A note on road trips: As little as two years ago, it would have been unheard of to expect your EV to replace your gas-engine when it came to long cross-country treks. But charging infrastructure on major travel routes is improving at such an incredible rate that It’s no longer the impediment it once was. If you’re willing to evolve your style of driving from caffeine fueled 12-hour marathons, to 5-hour sprints with a charging break in-between, your EV will take you everywhere you want to go.

However, if you go on frequent high-mileage road trips that exceed your range, or regularly off well-travelled routes with charging infrastructure, a PHEV or HEV might be the better purchase. Another option if you only go on long road trips once or twice a year, is to rent a gasoline-powered vehicle for your annual Albertan pilgrimage to visit Cousin Joe, or that once-in-a-lifetime fishing expedition up north.

Many two-car families purchase an EV as their primary car, retaining a secondary vehicle for their other driving needs. While towing is available on some models such as the Kia EV6, it is still rare for most EVs.

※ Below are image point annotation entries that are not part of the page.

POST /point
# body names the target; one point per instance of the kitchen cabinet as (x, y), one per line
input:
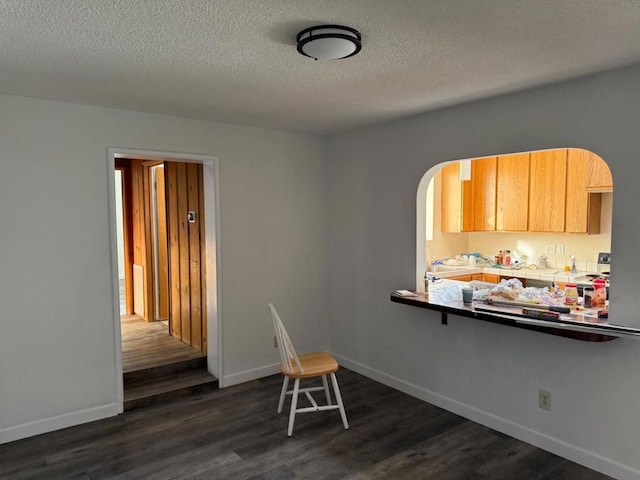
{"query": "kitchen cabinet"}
(583, 208)
(512, 200)
(482, 213)
(450, 198)
(469, 205)
(599, 177)
(547, 189)
(548, 192)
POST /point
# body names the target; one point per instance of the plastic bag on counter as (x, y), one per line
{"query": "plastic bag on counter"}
(504, 291)
(450, 293)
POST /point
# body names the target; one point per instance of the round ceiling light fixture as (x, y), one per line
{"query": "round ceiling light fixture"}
(329, 42)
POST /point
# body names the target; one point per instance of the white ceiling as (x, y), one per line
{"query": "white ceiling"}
(235, 60)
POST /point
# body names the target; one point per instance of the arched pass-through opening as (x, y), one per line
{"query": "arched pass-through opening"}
(550, 208)
(211, 242)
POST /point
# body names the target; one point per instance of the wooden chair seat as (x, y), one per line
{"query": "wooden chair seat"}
(298, 367)
(313, 365)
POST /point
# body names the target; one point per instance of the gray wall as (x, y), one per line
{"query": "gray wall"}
(57, 348)
(488, 372)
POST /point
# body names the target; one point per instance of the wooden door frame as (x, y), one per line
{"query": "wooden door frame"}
(212, 247)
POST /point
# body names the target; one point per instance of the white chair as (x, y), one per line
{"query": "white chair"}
(310, 365)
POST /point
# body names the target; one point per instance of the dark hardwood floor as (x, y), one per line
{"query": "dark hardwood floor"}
(235, 433)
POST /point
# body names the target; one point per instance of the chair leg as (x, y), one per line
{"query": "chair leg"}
(326, 389)
(283, 393)
(336, 390)
(294, 406)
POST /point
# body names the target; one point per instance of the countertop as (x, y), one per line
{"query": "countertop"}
(544, 274)
(576, 325)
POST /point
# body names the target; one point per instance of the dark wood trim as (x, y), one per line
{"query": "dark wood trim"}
(469, 312)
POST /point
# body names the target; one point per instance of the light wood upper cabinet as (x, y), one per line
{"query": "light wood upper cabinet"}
(483, 194)
(582, 208)
(598, 174)
(547, 189)
(512, 202)
(450, 198)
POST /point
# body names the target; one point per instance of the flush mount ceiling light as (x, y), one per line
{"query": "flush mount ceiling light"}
(329, 42)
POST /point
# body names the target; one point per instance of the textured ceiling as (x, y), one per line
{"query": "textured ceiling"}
(235, 60)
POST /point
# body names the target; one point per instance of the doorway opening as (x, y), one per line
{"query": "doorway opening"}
(165, 236)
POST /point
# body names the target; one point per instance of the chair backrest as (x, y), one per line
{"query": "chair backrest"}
(288, 355)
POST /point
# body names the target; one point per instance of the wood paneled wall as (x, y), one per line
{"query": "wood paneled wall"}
(185, 192)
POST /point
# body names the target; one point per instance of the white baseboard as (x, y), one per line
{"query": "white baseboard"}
(248, 375)
(566, 450)
(45, 425)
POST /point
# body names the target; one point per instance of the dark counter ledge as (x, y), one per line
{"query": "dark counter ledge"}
(586, 332)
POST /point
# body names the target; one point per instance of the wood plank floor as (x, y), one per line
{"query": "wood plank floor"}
(148, 345)
(235, 433)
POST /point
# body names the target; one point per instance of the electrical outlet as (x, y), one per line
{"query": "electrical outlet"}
(544, 400)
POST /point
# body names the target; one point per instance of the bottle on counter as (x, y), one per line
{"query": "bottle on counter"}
(426, 284)
(571, 294)
(599, 299)
(588, 296)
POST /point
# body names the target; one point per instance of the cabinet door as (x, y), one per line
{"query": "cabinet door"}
(547, 188)
(450, 198)
(582, 208)
(512, 201)
(483, 194)
(598, 174)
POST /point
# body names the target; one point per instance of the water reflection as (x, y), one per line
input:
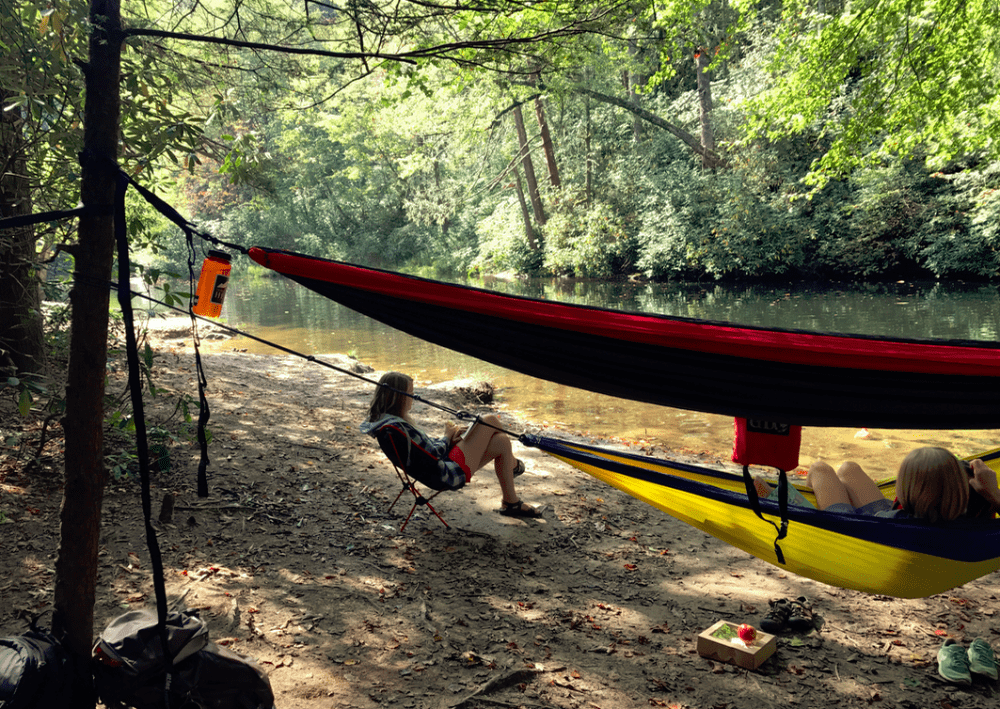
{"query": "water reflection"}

A note of caution: If you only have on-street parking or live in an older condo or apartment building without a charging station you will be limited in your charging options. We believe that with some judicious planning, and a dose of passion, you can get by solely using public charging stations. Or you may find that an HEV or PHEV is a better option for you right now.


Plug-in Hybrid Vehicles (PHEVs)

If you go on frequent road trips off major routes, or do not have regular access to a charging station, PHEVs are a fantastic option. The Kia Niro PHEV and Kia Sorento PHEV can travel 40-50 kms before the gas engine turns on, which is less than a typical commute to and from the Western Communities into downtown. In Victoria, most residents with a PHEV would never have a need for the gasoline-powered engine during their day-to-day commutes. This makes them a great compromise between hybrids and battery-only electric vehicles: minimal environmental footprint for day-to-day driving combined with the benefit of long-range gasoline-powered reliability when you need it for extended road trips and holidays.

Ideal consumer: With a range of about 50 kms, PHEVs are a great commuting vehicle. Because you can rely on the gas-powered engine when the battery is low, they are ideal for drivers who do not have at-home access to a charging station, such as people with on-street parking only or people who live in older apartment buildings on condos that do not yet have a charging station installed. With a PHEV, you still need to watch your battery gauge, but it takes a lot less time to charge so there’s less of a panic. There’s also no problem if you forget or are unable to charge: your car will still run on the gas engine. Plus, your on-board computer won’t let you run the battery to zero, a likely death sentence for any battery.

They’re also ideal for wandering souls who go on frequent high-mileage road trips: keeping your daily commute emissions-free while affording yourself the freedom to travel greater distances without worry. If bringing the family camping or boating is your thing, you’ll be able to tow it with a PHEV. Many PHEVs have towing capacity that can handily take charge of a smaller camper or boat.


Hybrid Electric Vehicles (HEVs)

If you are looking for a lower entry price-point into the electric world but still want a smaller environmental footprint, an HEV might be more your style. The Kia Niro HEV has outstanding fuel economy and range but runs $8,000 less than the Kia Niro PHEV. And what a range it is: the 2017 Niro received a Guinness World Record title for the lowest fuel consumption driving across the USA from coast to coast in a hybrid car. The new record-setting mark is an incredible 32.57 kms/litre (76.6 mpg).

Ideal consumer: HEVs are great commuting vehicles for drivers who do not have regular access to a charging station, such as people unable to install an at-home charging station due to factors such as not being able to upgrade to 200-amp service, or only have on-street parking. They’re also ideal for people who live in older apartment buildings or condos that do not yet have a charging station installed. They’re also great for people just looking for phenomenal mileage on a single tank without needing to charge anything.